Another way we see the consequences of Modern Man’s warped view of Time is in our cultures worship of Youth and consequent devaluing of Old Age. We put high value on the go-getting, entrepreneurial energy of Youth. The energy that initiates change, gets new projects off the ground, encourages growth. And there is a time and place for that. It is a necessary energy. But, we seem to have forgotten the value of Old Age. Old Age has an energy too. It is the energy of consolidation. Of Wisdom. The energy that grounds us. Reminds us of what is important. It is the energy that gives Meaning. It is just as necessary. Because it is the balance to Youth. Without Age, Youth has no point. Without Youth, Age will cease to exist. They compliment each other. Need each other.
But what does our culture do? It exalts Youth. Over values it. Promotes it outside its proper place. Makes it something to hang on to. And it demonizes Old Age. Makes it something to be avoided. Something to be ashamed of. So, you are sold creams that can “Banish the effects of ageing.” If we buy this product we can “Look ten years younger.” All the time, the same story – Youth is good, to be hung on to. Age is bad, to be avoided. Which is a part of the bigger story we tell ourselves – the Big Lie – that we are not a part of Nature. That we can change it. Fix it. Make it better. And so we try and avoid the Big Truth. We are part of Nature. Subject to Nature’s laws. Ruled by Nature’s Time. We are born. We are Young for a while. Then we grow Old. Then we die. Then there is a bigger Mystery that is beyond understanding. That is how it is. No choice in the matter. It is about time we learned to accept this. Learned to grow old gracefully. Learned to see the older members of our society, not as a burden to be carried, but as a valuable asset to be respected and learned from.

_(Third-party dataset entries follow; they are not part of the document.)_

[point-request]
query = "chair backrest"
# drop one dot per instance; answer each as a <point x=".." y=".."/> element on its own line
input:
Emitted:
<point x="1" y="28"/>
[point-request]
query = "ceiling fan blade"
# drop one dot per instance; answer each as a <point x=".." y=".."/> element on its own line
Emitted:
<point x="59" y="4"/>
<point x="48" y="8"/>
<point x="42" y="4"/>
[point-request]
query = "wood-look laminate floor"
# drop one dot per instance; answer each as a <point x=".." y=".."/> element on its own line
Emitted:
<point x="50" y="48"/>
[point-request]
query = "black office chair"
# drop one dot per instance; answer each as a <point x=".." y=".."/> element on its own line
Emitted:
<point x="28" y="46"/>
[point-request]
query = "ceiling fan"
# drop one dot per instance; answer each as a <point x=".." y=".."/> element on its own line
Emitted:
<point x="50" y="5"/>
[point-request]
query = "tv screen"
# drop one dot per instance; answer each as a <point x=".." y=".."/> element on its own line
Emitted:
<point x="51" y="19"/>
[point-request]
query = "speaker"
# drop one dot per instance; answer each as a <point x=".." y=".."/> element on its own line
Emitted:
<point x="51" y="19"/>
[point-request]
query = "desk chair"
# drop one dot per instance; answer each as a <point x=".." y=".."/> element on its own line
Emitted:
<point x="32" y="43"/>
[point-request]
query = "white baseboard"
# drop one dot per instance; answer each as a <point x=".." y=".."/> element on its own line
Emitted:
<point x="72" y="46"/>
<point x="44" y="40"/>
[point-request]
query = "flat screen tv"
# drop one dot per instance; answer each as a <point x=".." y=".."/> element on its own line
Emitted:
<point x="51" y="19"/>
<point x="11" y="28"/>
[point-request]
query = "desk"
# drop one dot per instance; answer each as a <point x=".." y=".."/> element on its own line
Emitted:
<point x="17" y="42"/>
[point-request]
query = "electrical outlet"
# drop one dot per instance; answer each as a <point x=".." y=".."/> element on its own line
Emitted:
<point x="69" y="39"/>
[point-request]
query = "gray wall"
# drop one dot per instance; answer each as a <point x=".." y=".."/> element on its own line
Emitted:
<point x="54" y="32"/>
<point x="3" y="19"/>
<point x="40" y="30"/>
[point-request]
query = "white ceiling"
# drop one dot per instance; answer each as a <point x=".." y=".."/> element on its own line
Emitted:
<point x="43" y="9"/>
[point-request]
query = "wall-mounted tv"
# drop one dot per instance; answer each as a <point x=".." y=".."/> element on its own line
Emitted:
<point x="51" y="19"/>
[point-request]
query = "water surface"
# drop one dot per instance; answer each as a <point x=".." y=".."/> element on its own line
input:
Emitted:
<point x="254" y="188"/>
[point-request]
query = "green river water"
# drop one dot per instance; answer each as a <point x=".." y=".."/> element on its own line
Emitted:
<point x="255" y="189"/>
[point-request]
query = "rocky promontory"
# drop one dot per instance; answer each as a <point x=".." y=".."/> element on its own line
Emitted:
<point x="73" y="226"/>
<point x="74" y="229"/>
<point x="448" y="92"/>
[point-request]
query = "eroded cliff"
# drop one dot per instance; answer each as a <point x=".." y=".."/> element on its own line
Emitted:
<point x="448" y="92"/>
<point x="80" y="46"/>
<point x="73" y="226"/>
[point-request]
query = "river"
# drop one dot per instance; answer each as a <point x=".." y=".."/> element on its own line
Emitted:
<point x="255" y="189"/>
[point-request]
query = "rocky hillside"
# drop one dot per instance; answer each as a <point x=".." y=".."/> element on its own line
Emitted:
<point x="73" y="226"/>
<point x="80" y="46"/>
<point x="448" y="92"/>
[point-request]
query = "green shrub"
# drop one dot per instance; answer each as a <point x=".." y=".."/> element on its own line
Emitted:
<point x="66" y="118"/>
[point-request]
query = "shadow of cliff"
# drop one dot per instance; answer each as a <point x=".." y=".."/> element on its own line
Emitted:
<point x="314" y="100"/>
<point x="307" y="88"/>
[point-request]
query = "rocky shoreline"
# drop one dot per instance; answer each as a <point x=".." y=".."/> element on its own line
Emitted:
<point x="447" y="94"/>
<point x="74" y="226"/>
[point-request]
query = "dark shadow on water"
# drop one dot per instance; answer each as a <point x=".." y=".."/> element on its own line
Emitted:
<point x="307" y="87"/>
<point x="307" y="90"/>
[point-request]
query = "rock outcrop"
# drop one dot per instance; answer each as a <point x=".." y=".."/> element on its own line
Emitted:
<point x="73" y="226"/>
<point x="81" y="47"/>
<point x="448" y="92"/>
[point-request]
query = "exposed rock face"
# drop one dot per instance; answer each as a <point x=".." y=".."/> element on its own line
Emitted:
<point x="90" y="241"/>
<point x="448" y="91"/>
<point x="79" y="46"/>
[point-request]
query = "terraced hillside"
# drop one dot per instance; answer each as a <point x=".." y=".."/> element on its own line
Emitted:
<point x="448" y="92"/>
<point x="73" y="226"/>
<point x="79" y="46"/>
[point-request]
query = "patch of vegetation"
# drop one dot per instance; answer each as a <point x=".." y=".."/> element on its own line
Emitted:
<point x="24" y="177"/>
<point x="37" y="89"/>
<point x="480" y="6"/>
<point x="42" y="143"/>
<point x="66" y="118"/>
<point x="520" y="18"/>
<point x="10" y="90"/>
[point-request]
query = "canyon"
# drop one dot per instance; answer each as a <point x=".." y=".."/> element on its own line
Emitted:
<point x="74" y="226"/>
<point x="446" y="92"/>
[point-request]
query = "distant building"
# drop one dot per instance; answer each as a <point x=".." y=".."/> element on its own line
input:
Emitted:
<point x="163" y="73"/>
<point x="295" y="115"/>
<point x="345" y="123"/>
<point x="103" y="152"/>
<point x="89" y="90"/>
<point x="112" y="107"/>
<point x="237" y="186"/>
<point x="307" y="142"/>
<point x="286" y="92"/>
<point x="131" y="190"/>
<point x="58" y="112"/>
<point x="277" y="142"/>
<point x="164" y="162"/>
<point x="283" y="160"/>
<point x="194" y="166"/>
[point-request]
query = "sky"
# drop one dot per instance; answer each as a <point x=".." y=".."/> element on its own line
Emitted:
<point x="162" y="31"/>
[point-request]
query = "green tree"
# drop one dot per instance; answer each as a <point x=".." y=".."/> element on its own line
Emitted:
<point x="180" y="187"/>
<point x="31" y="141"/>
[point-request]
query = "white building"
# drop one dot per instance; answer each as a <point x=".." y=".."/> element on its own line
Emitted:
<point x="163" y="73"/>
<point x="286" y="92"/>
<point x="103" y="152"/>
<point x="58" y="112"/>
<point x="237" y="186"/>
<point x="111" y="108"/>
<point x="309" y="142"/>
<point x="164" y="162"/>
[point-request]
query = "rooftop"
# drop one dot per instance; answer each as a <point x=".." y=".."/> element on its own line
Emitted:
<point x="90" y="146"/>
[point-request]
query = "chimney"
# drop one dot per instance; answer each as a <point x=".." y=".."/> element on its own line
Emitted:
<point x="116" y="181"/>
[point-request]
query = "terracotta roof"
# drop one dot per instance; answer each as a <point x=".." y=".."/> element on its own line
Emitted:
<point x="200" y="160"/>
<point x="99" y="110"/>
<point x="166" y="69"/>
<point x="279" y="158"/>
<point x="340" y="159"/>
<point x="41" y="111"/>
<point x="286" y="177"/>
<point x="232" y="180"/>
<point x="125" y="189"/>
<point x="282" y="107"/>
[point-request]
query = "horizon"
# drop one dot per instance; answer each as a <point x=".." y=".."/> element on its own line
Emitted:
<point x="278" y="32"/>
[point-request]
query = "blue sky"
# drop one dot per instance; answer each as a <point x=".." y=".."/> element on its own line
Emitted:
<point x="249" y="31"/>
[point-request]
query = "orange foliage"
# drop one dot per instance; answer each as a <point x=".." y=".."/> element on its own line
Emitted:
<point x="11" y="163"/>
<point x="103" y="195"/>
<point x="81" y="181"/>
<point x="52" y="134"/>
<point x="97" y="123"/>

Many friends of mine are retired or coming up to retirement. And retirement as a concept deserves some consideration. Retirement from what? From work. At least from a certain narrow view of work. A particular economic view of what constitutes useful work. It is certainly not retirement from life. The retired people I know put a huge amount back into the communities of which they are part. Freed from the need to serve the economic machine, the insatiable appetite of which they have spent their lives so far feeding, they volunteer their time to look after grand-children, sit on councils, set up fitness groups and devote their time to helping society function well in countless other ways. These people are vital to the good health of our society. But this is not the dominant story of Old Age that we hear. We hear about the economic burden of carrying an ageing population. We hear about Old People as victims of crime. As patients in hospitals. As a problem.
How silly. How sad. How partial. Isn’t it time we grew up and learned to celebrate all the stages of our human journey through Time. Learned to take a wider view. Celebrate Youth. Celebrate Age. Celebrate Death. We may as well. There’s no stopping them.